Similarly it may be more convenient for the drivers to pass in an array
in which to record results rather than having to deal with outputting
to an ask.

> };
>
> void *devlink_priv(struct devlink *devlink);
> @@ -1774,6 +1809,11 @@ void
> devlink_trap_policers_unregister(struct devlink *devlink,
> const struct devlink_trap_policer *policers,
> size_t policers_count);
> +int
> +devlink_selftest_result_put(struct sk_buff *skb,
> + struct devlink_selftest_exec_info *test);
> +int
> +devlink_selftest_name_put(struct sk_buff *skb, const char *name);
>
> #if IS_ENABLED(CONFIG_NET_DEVLINK)
>
> diff --git a/include/uapi/linux/devlink.h b/include/uapi/linux/devlink.h
> index b3d40a5d72ff..58e2ef4010f0 100644
> --- a/include/uapi/linux/devlink.h
> +++ b/include/uapi/linux/devlink.h
> @@ -136,6 +136,9 @@ enum devlink_command {
> DEVLINK_CMD_LINECARD_NEW,
> DEVLINK_CMD_LINECARD_DEL,
>
> + DEVLINK_CMD_SELFTESTS_SHOW,
> + DEVLINK_CMD_SELFTESTS_RUN,
> +
> /* add new commands above here */
> __DEVLINK_CMD_MAX,
> DEVLINK_CMD_MAX = __DEVLINK_CMD_MAX - 1
> @@ -276,6 +279,21 @@ enum {
> #define DEVLINK_SUPPORTED_FLASH_OVERWRITE_SECTIONS \
> (_BITUL(__DEVLINK_FLASH_OVERWRITE_MAX_BIT) - 1)
>
> +/* Commonly used test cases.

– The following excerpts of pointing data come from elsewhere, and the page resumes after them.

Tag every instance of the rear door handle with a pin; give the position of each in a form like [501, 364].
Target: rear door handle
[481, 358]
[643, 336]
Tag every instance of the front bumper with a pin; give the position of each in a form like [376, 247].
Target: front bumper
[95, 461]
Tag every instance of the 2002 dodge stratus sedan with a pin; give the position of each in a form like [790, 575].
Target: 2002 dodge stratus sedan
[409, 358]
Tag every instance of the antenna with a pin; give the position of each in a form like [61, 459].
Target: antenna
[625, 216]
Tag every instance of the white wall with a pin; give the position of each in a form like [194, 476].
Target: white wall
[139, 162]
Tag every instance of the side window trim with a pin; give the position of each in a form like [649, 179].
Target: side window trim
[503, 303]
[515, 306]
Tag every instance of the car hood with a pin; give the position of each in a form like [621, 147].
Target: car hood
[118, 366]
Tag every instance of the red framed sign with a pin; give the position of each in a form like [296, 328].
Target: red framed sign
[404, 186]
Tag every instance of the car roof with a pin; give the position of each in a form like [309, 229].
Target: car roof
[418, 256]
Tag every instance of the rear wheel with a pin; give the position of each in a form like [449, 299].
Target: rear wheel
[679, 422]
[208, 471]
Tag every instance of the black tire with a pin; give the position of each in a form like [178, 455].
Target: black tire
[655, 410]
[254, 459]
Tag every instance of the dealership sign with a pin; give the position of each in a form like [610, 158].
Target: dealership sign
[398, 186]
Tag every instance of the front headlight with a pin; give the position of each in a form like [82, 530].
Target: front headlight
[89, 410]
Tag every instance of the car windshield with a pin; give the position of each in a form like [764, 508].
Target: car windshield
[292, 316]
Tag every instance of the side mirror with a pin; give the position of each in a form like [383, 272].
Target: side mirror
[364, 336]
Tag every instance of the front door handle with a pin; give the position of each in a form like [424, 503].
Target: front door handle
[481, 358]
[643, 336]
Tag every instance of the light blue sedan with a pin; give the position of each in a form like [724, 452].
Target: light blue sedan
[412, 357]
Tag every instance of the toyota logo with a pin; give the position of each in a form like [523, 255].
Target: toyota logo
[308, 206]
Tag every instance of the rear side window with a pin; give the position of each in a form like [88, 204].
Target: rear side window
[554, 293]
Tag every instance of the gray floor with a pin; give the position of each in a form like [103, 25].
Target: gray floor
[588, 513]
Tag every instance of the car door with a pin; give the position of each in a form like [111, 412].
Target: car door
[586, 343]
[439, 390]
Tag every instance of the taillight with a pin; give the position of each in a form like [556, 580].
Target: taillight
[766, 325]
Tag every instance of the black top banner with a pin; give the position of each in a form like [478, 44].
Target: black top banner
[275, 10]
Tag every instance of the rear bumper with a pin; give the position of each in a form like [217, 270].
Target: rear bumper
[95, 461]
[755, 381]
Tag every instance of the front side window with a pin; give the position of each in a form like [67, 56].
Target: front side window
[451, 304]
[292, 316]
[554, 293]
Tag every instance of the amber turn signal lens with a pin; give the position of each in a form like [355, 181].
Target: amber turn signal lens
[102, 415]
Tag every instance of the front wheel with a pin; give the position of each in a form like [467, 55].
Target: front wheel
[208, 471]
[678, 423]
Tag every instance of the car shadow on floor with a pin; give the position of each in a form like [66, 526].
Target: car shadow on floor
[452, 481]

Drivers might interpret test bit
> + * in their own way and it may map single to multiple tests.
> + */
> +enum {
> + DEVLINK_SELFTEST_FLASH_BIT,
> +
> + __DEVLINK_SELFTEST_MAX_BIT,
> + DEVLINK_SELFTEST_MAX_BIT = __DEVLINK_SELFTEST_MAX_BIT - 1
> +};
> +
> +#define DEVLINK_SELFTEST_FLASH _BITUL(DEVLINK_SELFTEST_FLASH_BIT)
> +
> +#define DEVLINK_SUPPORTED_SELFTESTS \
> + (_BITUL(__DEVLINK_SELFTEST_MAX_BIT) - 1)
> +
> /**
> * enum devlink_trap_action - Packet trap action.
> * @DEVLINK_TRAP_ACTION_DROP: Packet is dropped by the device and a copy is not
> @@ -576,6 +594,12 @@ enum devlink_attr {
> DEVLINK_ATTR_LINECARD_TYPE, /* string */
> DEVLINK_ATTR_LINECARD_SUPPORTED_TYPES, /* nested */
>
> + DEVLINK_ATTR_SELFTESTS_MASK, /* bitfield32 */
> + DEVLINK_ATTR_TEST_NAMES, /* nested */
> + DEVLINK_ATTR_TEST_NAME, /* string */
> + DEVLINK_ATTR_TEST_RESULTS, /* nested */
> + DEVLINK_ATTR_TEST_RESULT, /* nested */

So many nests, netlink is much lighter on nesting that say JSON.
All you need is one nest type to wrap name and result, and just
output that multiple times to the message.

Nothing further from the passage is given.